Efficient way of copying partial content from Vector?


This is strange but I can’t find better way of implementation Vector data partial copy than looping over items with specific offset and copying each one.

let data = vec![1, 2, 5, 44, 59, 67];
// I want to copy 3 items from "data" vector starting from 2nd position
let mut part = vec![0; 3];

for i in 1..4 {
    part[i] = data[i];

This is really not efficient
For example in C++ I would write something like this memcpy(part, &data[1], 3) and it will just copy memory, assuming that each element is just a 1 byte.
Is there any efficient way in Rust for doing something like this ?

use std::iter::FromIterator;
let data = vec![1, 2, 5, 44, 59, 67];
let part = Vec::from_iter(data[1..4].iter().cloned());

playground link

That should compile down to a memcpy in release mode, not guaranteed of course but rust is generally pretty good at inlining iterator related code and simplifying it down.
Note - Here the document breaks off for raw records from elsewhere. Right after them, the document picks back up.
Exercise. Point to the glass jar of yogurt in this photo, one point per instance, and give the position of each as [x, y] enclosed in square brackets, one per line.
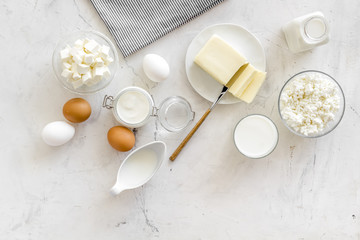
[133, 107]
[306, 32]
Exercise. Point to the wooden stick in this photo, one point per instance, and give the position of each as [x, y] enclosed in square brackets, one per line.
[190, 134]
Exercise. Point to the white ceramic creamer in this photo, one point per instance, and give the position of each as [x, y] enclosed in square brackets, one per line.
[139, 167]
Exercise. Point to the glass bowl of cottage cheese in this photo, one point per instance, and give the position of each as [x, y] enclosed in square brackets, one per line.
[311, 104]
[85, 62]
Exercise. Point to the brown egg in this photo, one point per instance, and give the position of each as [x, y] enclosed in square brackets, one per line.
[77, 110]
[121, 138]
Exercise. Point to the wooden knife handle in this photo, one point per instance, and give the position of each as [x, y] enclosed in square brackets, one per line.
[190, 134]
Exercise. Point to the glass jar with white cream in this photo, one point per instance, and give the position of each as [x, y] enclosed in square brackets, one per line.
[306, 32]
[133, 107]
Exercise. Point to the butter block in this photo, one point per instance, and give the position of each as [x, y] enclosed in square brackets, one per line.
[242, 80]
[219, 59]
[254, 87]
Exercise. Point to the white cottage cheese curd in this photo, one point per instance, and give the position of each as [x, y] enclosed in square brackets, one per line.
[309, 102]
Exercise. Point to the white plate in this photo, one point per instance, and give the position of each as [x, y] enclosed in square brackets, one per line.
[240, 39]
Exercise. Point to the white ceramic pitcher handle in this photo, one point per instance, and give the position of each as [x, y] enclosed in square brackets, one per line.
[116, 189]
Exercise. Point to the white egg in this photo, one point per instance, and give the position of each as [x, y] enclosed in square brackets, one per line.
[57, 133]
[155, 67]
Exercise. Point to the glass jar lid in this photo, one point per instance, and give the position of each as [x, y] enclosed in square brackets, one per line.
[175, 113]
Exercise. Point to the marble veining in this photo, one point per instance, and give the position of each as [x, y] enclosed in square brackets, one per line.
[306, 189]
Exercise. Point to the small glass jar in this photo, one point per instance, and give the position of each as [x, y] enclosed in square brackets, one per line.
[133, 107]
[306, 32]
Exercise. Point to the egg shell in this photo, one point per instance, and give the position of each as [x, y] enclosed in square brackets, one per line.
[155, 67]
[57, 133]
[77, 110]
[121, 138]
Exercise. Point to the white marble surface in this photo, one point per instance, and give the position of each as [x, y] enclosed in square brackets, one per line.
[306, 189]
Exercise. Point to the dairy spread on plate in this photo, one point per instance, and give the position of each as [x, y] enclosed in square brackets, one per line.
[309, 102]
[230, 68]
[219, 59]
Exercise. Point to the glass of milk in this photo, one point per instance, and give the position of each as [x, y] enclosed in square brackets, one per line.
[256, 136]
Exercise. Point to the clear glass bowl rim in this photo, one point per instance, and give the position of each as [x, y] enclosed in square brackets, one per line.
[343, 107]
[82, 32]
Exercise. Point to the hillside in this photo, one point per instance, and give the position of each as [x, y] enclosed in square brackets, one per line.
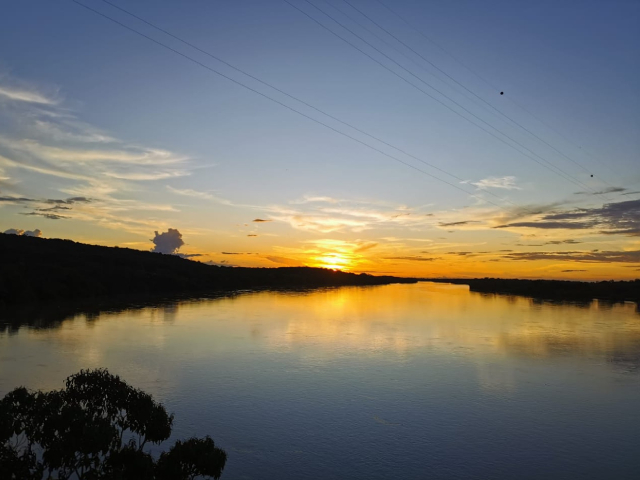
[36, 269]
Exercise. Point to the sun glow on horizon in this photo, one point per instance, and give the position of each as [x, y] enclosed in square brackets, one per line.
[334, 261]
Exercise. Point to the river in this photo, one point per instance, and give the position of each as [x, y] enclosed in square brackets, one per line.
[399, 381]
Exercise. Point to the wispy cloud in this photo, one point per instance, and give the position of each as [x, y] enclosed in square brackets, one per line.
[505, 183]
[20, 95]
[632, 256]
[603, 191]
[621, 218]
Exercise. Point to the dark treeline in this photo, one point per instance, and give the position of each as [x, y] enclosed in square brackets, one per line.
[612, 291]
[37, 270]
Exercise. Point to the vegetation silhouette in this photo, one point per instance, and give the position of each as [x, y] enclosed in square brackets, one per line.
[609, 291]
[96, 429]
[36, 269]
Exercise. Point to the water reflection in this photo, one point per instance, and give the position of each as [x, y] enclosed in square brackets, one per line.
[399, 377]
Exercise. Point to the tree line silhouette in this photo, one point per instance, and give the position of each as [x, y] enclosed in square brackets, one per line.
[612, 291]
[37, 269]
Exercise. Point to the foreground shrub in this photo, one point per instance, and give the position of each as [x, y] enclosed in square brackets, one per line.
[95, 428]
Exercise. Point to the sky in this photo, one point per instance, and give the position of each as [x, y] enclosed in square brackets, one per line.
[440, 138]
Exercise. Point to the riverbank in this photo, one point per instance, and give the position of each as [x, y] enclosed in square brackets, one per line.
[612, 291]
[45, 270]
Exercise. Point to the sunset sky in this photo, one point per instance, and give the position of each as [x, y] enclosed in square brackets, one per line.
[385, 146]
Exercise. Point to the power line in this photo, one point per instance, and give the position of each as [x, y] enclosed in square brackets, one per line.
[467, 89]
[289, 95]
[279, 102]
[555, 169]
[296, 98]
[459, 62]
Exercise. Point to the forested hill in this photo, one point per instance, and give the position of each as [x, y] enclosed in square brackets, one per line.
[38, 269]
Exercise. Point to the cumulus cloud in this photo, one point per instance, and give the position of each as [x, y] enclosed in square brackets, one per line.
[168, 242]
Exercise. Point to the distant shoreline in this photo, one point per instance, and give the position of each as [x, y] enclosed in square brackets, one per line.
[38, 270]
[611, 291]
EDIT: Fixed code to actually copy instead of creating references.


There’s also copy_from_slice.


(Your loop has an indexing bug :slight_smile: )

There’s a method for that:


You can also use iterators:

for (dst, src) in part.iter_mut().zip(&data[1..4]) {
    *dst = *src;

It’s using iterators, but it’s guaranteed to be efficient. (And also is easy to refactor, eg. to do a +1 on each element).

If you’re copying to a new vector (not an arbitrary slice), just use collect (or from_iter, like @Nemo157 is suggesting:

let part: Vec<_> = data[1..4].iter().cloned().collect();

If you’re appending to a vector, you can also use the extend method:



Yikes!? Not sure what you mean here.


Great! Now got full picture about Slices and iterators.
Also from Vector documentation https://doc.rust-lang.org/std/vec/struct.Vec.html#method.from_raw_parts found some unsafe implementation

let mut base = vec![1, 2, 5, 44, 59, 67];
let p = base.as_mut_ptr();
unsafe {
   let partial = Vec::from_raw_parts(p, 3, 3);

But I’ll definitely wouldn’t use it if there is safe Rusty way :slight_smile:


@bluss We have this codegen test, which checks that such loops optimize to memcpy in release mode. So to be technically correct, we’re not guaranteeing it, but it would be really surprising for this code in test to compile correctly, while the same code somewhere else compiles differently. (edit: I’ve just noticed it was introduced in your PR :slight_smile: )

Your unsafe code is wrong on many levels:

  • Your p.offset(1) is no-op (it doesn’t modify the pointer), so you’re not offsetting at all.
  • You’re creating two vectors, which own the same part of memory. This would lead to double-free on drop.
  • Moreover, you’ve aliased the mutable and immutable memory, which is illegal in Rust, so the writes to base may be visible partial, may be invisible, or compiler might think your code doesn’t make any sense and throw it all away or do something worse (as in case of any undefined behaviour).

If you indeed wanted the partial to use the same memory as base, you could’ve just done:

let partial = &base[1..4];


Thanks for explanation :+1:
And what about if I have already defined Vector and want to replace partial data there

let mut base = vec![0; 6];
let part1 = vec![2, 3, 4];
let part2 = vec![5, 6, 7];
// copy part1 to base with 0 offset and 3 length
// copy part2 to base with 3 offset and 3 length

In all provided examples we are actually making new vector from partial data, but what about writing actual partial data to existing Vector ?


Only the Vec::from_iter and collect create a new vector, the iter_mut().zip and copy_from_slice use the existing memory as the destination. (extend is different from both these cases, as it uses existing vector, but not its storage). So for example:

let mut base = vec![0; 6];

But I think in this particular case, extend would be nicer:

let mut base = part1.clone();

edit: Yet another solution to concatenate slices (this also creates a vector):

let base = [&part1[..], &part2[..]].concat();

(using bare part1 unfortunately consumes the vector, it would work if they were just slices)


Ok great :smile:! What I wanted to push in here was that yes, certain things are known to optimize well (we could be forced to remove that test due to changes in llvm, if we are unlucky, so it’s not guaranteed); but there are also misunderstandings regarding iterators sometimes. They are not silver bullets!

  • We have good iterators for slices and vectors; they are great low level data structures that describe contiguous data, the kind of data that is most efficient of all to process.
  • Iterator itself is a trait, it’s an abstraction that applies to all kinds of lazy sequences. The implementor is free to make every iterator step as expensive as they want, and it doesn’t lend itself to having every kind of traversal be efficient.